CHP ANAYASASINA NE YAZACAK?
Çünkü ne yazacaklar. Acaba anayasaya nasıl bir laiklik tanımı yazacaklar. Şimdi çünkü laikliğin birkaç farklı anlamı var. Yada Türkiye’de uygulaması olmuş. Laikliği dinsizlik olarak algılayanlar da, din ve devlet işlerinin bir birinden ayrılması olarak algılayanlarda var ve 3’üncüsü gerçek olan din ve vicdan hürriyeti olarak anlayanlar da var. Yani her kes istediği dini yaşar ve seçer. İnancını istediği gibi yaşar ve bundan da hürdür. Kimse de bundan dolayı onu kınayamaz, kötüleyemez, engelleyemez. Şimdi bu üç anlamda CHP anayasasına hangisini yazacak.
BEN LAİKLİĞİ ÜÇÜNCÜ TARİFİYLE ANLIYORUM
Ben açık yüreklilikle söylüyorum. Ben laikliği üçüncü tarifiyle anlıyorum. Yani laiklik din ve vicdan özgülüğü hürriyetidir. Kişinin inanç hürriyetinin sonuna kadar garanti altına alınmasıdır. Her kes hangi dini seçmek isterse seçer. O inancını da hangi mezhebe mensup olmak isterse olur. O inancını da istediği gibi serbestçe yaşar. Bu da Devletin ve hukukun garantisi altındadır. Ben de böyle anlıyorum. Biz bu ülkede hangi fikre sahip olursa olsun teröre ve şiddete bulaşmadığı sürece herkes bizim insanımızdır. Her kesin fikrine ve düşüncesine saygılıyız. Yeter ki bu bayrağın altında, şehitlerin kanıyla sulanmış bayrağın altında bir ve beraber yaşama iradesi ortaya koysun. Başı açığı, başı kapalısı, hepsi bizim. Yani kadınlar üzerinden özellikle bu tartışmanın yürütülmesini ve gündeme taşınmasını hiç doğru bulmuyorum. Bunu da kadınlarımıza karşı da büyük bir haksızlık olarak görüyorum.

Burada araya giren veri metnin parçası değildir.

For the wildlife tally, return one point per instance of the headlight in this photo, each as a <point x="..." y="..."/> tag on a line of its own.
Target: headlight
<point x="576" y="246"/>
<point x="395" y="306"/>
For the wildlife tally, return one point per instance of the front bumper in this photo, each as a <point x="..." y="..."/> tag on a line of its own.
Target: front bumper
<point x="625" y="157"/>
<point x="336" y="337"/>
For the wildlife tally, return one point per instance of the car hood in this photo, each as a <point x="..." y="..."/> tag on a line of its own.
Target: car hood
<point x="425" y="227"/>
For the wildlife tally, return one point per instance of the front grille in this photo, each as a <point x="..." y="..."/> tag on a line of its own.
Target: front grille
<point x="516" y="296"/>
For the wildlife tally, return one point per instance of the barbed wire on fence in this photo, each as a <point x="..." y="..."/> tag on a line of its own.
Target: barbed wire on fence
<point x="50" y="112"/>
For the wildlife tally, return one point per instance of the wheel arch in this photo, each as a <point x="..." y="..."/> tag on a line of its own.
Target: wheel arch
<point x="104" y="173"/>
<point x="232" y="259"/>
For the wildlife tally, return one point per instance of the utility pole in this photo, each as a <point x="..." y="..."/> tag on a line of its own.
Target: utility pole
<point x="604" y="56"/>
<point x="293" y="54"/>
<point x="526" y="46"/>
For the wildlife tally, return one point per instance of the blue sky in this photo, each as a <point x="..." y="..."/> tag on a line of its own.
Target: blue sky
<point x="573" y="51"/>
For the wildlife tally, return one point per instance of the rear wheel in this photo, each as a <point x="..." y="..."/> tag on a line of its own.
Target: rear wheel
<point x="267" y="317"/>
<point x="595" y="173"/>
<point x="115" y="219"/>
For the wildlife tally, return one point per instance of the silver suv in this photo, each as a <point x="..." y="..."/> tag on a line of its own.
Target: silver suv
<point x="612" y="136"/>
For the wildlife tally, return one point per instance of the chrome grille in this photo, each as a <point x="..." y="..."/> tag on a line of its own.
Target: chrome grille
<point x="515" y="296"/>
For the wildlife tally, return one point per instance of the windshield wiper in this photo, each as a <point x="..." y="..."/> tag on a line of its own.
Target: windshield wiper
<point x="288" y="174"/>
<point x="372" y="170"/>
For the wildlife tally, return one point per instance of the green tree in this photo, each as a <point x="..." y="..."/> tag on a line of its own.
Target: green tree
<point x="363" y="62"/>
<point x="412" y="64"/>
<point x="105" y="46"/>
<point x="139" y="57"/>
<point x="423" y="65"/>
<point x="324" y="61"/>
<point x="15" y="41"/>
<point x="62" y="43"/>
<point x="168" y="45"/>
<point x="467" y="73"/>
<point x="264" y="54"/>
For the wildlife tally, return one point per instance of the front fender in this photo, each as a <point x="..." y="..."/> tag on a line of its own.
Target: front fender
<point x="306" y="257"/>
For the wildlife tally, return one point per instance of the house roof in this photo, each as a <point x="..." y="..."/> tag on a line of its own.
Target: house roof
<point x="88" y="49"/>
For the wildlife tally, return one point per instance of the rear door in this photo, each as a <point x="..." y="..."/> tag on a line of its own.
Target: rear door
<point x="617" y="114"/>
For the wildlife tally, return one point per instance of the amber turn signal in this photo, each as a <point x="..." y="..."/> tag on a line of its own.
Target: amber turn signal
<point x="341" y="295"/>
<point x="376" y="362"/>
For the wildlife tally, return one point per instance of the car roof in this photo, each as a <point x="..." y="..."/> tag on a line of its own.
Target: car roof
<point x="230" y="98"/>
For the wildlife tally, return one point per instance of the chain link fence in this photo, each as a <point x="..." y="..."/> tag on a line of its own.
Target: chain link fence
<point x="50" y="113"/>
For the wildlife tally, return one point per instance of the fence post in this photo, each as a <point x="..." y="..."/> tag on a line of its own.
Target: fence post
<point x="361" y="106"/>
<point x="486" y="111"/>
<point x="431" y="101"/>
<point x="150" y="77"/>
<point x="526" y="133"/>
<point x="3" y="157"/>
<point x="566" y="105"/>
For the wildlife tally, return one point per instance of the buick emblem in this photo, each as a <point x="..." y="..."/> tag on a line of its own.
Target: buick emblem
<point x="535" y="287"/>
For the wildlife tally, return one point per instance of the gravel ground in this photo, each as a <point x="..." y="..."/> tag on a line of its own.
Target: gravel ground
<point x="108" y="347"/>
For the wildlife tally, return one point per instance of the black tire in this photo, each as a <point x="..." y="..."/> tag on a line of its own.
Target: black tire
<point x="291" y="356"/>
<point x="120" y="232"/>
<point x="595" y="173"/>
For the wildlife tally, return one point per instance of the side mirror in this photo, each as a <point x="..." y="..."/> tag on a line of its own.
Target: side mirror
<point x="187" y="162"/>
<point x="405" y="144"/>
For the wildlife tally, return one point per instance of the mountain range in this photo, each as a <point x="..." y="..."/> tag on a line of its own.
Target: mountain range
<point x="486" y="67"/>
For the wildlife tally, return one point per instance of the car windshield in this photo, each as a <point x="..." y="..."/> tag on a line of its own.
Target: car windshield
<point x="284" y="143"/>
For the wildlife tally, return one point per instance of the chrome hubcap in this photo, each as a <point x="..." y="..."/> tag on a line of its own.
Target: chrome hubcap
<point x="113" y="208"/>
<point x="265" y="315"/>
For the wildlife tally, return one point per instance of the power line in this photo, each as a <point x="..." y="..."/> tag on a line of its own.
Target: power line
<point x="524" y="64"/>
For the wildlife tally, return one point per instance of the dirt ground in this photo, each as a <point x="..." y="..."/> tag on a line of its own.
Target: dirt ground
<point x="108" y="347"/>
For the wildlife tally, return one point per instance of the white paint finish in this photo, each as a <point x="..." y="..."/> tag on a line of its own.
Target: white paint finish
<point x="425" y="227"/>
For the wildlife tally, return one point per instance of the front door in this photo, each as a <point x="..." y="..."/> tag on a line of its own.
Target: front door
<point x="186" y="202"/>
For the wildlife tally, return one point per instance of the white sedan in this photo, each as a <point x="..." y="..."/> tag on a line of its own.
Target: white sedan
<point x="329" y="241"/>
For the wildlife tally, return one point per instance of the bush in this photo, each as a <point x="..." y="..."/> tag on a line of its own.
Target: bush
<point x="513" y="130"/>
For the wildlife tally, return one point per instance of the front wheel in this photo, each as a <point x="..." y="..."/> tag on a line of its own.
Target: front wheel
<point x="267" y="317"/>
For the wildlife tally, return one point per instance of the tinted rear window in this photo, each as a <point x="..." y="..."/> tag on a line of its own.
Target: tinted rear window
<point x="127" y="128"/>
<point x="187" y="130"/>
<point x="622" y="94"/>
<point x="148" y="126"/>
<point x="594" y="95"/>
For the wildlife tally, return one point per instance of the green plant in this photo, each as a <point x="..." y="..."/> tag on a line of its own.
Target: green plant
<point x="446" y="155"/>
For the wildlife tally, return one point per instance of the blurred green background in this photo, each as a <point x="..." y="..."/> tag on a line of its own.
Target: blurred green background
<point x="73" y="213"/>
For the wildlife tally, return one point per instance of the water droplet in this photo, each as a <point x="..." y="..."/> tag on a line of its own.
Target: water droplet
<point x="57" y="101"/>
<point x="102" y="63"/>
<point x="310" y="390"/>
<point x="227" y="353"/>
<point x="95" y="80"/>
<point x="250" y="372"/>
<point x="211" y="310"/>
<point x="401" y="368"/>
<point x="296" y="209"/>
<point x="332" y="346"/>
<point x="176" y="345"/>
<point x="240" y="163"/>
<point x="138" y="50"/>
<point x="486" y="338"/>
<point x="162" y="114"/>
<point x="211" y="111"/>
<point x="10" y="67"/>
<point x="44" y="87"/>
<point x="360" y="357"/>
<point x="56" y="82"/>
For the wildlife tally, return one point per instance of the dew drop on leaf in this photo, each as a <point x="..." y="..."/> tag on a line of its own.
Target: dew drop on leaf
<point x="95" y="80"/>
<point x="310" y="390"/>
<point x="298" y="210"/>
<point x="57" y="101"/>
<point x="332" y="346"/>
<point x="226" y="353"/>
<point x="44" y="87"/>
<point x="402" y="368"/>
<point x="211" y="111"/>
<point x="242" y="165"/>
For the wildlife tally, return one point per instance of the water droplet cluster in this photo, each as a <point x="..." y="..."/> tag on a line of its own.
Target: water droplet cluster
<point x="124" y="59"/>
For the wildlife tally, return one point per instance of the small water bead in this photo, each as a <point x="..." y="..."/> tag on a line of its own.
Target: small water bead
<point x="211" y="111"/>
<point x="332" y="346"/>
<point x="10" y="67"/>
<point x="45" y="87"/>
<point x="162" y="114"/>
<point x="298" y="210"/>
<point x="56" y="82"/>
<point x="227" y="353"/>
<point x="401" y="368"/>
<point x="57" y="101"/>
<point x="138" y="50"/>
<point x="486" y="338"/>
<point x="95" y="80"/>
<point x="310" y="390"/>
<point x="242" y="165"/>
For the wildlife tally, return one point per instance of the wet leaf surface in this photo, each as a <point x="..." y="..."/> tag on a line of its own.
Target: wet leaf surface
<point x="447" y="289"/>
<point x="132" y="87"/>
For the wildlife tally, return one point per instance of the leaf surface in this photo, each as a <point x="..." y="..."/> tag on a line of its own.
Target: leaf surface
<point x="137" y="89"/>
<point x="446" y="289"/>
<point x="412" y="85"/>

BİZ TALİBAN’A NİYE ÇOK ŞİDDETLE KARŞI ÇIKIYORUZ
Biz Taliban’a niye çok şiddetle karşı çıkıyoruz? En başta gelen sebepleri kadını yok saymasıdır. Kadını değersizleştirmesidir. Yani İslam’da böyle bir şey yok ki. Tam tersine bizim hem tarihimizde, hem inancımızda kadın baş tacıdır. Yani Tomris Hatun’u biz nereye koyacağız. Yada Selçuklu Sultanları sadece erkeklerden oluşmuyordu ki. ‘Sultanım’ diye hem Hakan^’a hem de yada Hakan’ın eşine ve annesine Sultanım diyorlardı. İslam inancına baktığınızda Peygamber Efendimiz geldiğinde kız çocuklarımız diri diri gömülüyordu. Daha sonra Hz. Hatice annemizin pozisyonu vardı. İlk O’na açılıyor Peygamber Efendimiz. Peygamber olduğunu ilk onunla paylaşıyor. Özellikle bu laiklik, din, inanç tartışmaları kadımızın, kızımızın örtüsüyle yada kılık kıyafetiyle, açıktır kapalıdır diye gündeme gelmesini ben doğru bulmuyorum. Dolayısıyla da Anadolu insanının bir irfanı ve feraseti vardır. Açık olanda kapalı olanda ona göre giyinir.”dedi.